ISPs have "strong incentives" to secure their networks and invest heavily in cybersecurity because of competition, said Jason Livingood, vice president of Internet systems engineering at Comcast. "Attempting to impose uniform cybersecurity solutions could actually be counterproductive, by enabling an attacker that cracks a single solution to compromise multiple systems, and by slowing down or constraining our ability to rapidly develop innovative cybersecurity solutions," he said.

Edward Amoroso, chief security officer at AT&T Services, agreed that new regulations aren't needed, but he also suggested that many private companies are being "out innovated" by cyberattackers. Congress should look for ways to provide incentives to companies and universities to develop innovative cybersecurity protections, he said.

Many recent pieces of malware are "so good and so well-crafted that we marvel at how far the adversary has come," he said.

The five witnesses at the hearing, also including representatives of Research In Motion, Century Link and MetroPCS Communications, all agreed that they don't need more cybersecurity regulations. The witnesses didn't point to existing legislation that would create more regulations, but some critics have said the Cybersecurity Act, introduced in the Senate in February, would create new regulations for network operators and owners of other critical infrastructure.
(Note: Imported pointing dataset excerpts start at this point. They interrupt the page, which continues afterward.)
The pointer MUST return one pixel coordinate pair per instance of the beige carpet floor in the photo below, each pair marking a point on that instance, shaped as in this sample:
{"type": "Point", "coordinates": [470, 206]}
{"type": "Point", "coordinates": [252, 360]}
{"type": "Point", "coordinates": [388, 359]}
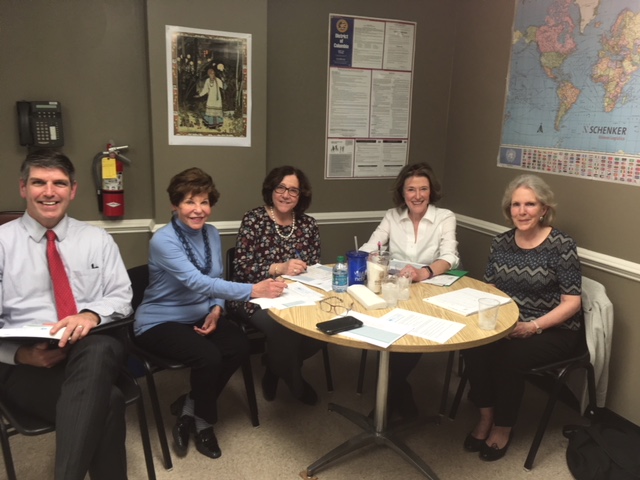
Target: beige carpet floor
{"type": "Point", "coordinates": [292, 435]}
Regulation can't keep up with rapidly changing threats and the responses, the witnesses said. "When you write a law, we do paperwork," Amoroso said.

Delegate Donna Christensen, a Virgin Islands Democrat, asked what agencies should have a role in defining cybersecurity practices.

If network operators were not taking basic steps to protect their businesses, then someone in government should "shake us into action," Amoroso said.

"I don't think there's an agency right now that's in a good position, to solve a problem that we can't solve ourselves," he added. "The problem is, we don't know what it is you should be telling us we should be doing."

Amoroso and Livingood, representing the two largest ISPs in the U.S., seemed to disagree what steps their businesses should take to combat cyberthreats.

Livingood called on other ISPs and websites to implement DNS Security Extensions (DNSSEC), a set of tools designed to authenticate the origin of DNS clients on the Internet. In January, Comcast was the first U.S. ISP to implement DNSSEC, in development since the late '90s.

But Amoroso said DNSSEC adds complexity to the jobs of network operators and can be defeated if DNSSEC servers are compromised. "The complexity can be very stifling," he said.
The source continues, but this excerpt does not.